Further, the specific method for extracting the matched text content according to the information type in S6 is as follows: when the matching type is general table extraction: matching the sorted text lines with template information by calculating a specific threshold, wherein the specific threshold is determined to be related to the number of the text lines, the matching is successful if the number of the text lines which are successfully matched is more than half of the total number, and a new list data is generated if the matching is successful;

s631, reading the sorted text lines in sequence, adding marks to the tail and the continuation page text lines of each page, and converting the positions of the continuation page text lines, namely, calculating the distance between the horizontal position and the vertical position of the continuation page text line and the last tail text line, and adding the distance to the position of the continuation page text line to ensure that all the text lines are read from top to bottom, the content cannot be lost or repeated, and the calculation of the later position is facilitated;

s632, the size and the position of each cell in the credit investigation report are fixed, after the template matching is successful, in order to calculate the left and right boundaries of the field region needing to be extracted, the left and right boundary distance is obtained by multiplying the number of the left and right cells configured in the template information by the height of the single character matched to the text line, namely the distance is subtracted from the left position of the current line region to obtain the left boundary, and the distance is added from the right position of the current text line region to obtain the right boundary; obtaining all result values of the table area by continuously judging whether the next text row is the result value, namely if the next text row is the result value, storing the data of the row where the result value is located until the template matching is successful again, and then extracting the number and the position of the main columns according to whether the keywords set in the template information are the main column attributes;

s633, dividing the rows by using the extracted main column number and position to obtain the upper and lower boundaries of each row result value, extracting by using the left and right boundaries calculated by each keyword, and finally obtaining the result value corresponding to each keyword by using the position of a frame line if the frame line is detected in the area;

s634, the extraction result is stored in the line data by the minimum identification unit, after the matching extraction of the current text line is completed, if the previous text line is empty, the current text line data is inserted into the result of the previous text line, otherwise, a line of data needs to be added, the line data is stored in the list data, and then the matching extraction of the next text line is performed.

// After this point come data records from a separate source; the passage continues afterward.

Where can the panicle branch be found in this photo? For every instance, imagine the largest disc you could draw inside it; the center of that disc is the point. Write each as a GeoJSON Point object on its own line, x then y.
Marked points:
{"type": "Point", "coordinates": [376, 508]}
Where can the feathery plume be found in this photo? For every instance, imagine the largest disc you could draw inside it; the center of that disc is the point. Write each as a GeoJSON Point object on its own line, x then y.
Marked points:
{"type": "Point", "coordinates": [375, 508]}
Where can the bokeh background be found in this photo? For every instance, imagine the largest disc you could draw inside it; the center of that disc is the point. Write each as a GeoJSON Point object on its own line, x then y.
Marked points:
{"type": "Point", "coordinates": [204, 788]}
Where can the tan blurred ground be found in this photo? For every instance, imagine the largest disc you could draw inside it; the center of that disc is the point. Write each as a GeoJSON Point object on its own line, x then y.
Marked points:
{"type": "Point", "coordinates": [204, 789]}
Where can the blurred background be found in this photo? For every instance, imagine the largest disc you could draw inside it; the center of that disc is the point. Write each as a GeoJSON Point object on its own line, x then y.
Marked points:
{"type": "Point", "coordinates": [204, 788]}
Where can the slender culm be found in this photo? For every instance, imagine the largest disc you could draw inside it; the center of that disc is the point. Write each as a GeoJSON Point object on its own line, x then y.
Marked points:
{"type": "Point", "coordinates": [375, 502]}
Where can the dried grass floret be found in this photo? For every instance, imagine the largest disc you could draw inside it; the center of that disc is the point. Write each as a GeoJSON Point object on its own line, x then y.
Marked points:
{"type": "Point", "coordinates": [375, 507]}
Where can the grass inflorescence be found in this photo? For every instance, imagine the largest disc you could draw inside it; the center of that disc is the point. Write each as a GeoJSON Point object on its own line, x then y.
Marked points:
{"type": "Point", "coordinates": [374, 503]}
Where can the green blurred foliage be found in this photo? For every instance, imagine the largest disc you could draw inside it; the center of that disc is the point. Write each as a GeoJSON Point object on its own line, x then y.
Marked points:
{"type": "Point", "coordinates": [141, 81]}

Further, the specific method for extracting the text content of which the matching type is the extraction of the payment record in S6 is as follows: : matching the sorted text lines with template information by calculating a specific threshold, wherein the specific threshold is determined to be related to the number of the text lines, the matching is successful if the number of the text lines which are successfully matched is more than half of the total number, and a new list data is generated if the matching is successful; wherein the repayment record extraction is a table structure meeting upper and lower keywords and result values, when the repayment record extraction is carried out, the repayment record extraction comprises left year data, repayment record data distributed in an upper column and a lower column and money amount data,

s641, sequentially reading the sorted text lines, adding marks to the tail text line and the continuous page text line of each page, and converting the positions of the continuous page text lines, namely, reading all the text lines from top to bottom by calculating the distance between the horizontal position and the vertical position of the continuous page text line and the last tail text line and adding the distance to the position of the continuous page text line, wherein the content cannot be lost or repeated, and the subsequent position calculation is facilitated;

s642, finding the right boundary position of the year data by calculating the position of the first keyword, calculating to obtain a candidate item of the year by using the right boundary position, and filtering by the attribute of the year to obtain the positions and the number of all the years;

s643, calculating upper and lower boundaries of repayment record data and money amount data by using position information between years and keywords, calculating left and right boundaries of the repayment record data and the money amount data by using the position information between the keywords, and judging a boundary of a current text line region by combining the position of frame line information if the frame line information is detected in a current region; obtaining candidate items of the repayment record data and the amount data through the position information, and filtering by using attributes of the repayment record data and the amount data to obtain the repayment record data and the amount data corresponding to each keyword and the year data;

s644, storing the extraction result into line data by a minimum identification unit, after matching extraction of the current text line is completed, if the previous text line is empty, inserting the current text line data into the result of the previous text line, otherwise, adding a new line of data, storing the line data into list data, and then performing matching extraction of the next text line.

Further, the specific method for extracting the text line content whose matching type is the sub-group name in S6 is as follows: matching the sorted text lines with template information by calculating a specific threshold, wherein the specific threshold is determined to be related to the number of the text lines, the matching is successful when the number of the text lines which are successfully matched is more than half of the total number, and a new subgroup is generated if the matching is successful; and when the matched subgroup name contains the account and the account number is not identified, calculating the number of the current subgroup to calculate the account number.

Further, the specific method for extracting the text line content of which the matching type is extracted in a single line in S6 is as follows: matching the sorted text lines with template information by calculating a specific threshold, wherein the specific threshold is determined to be related to the number of the text lines, the matching is successful if the number of the text lines which are successfully matched is more than half of the total number, and a new line of data is generated if the matching is successful; the single-line extraction refers to a structure which meets the requirement of extracting the whole line, a text structure which needs to be extracted in a single line is extracted by using several known fixed keywords, an extraction result is stored in line data by a minimum identification unit, and the next text line is matched and extracted after the matching and extraction of the current text line are completed.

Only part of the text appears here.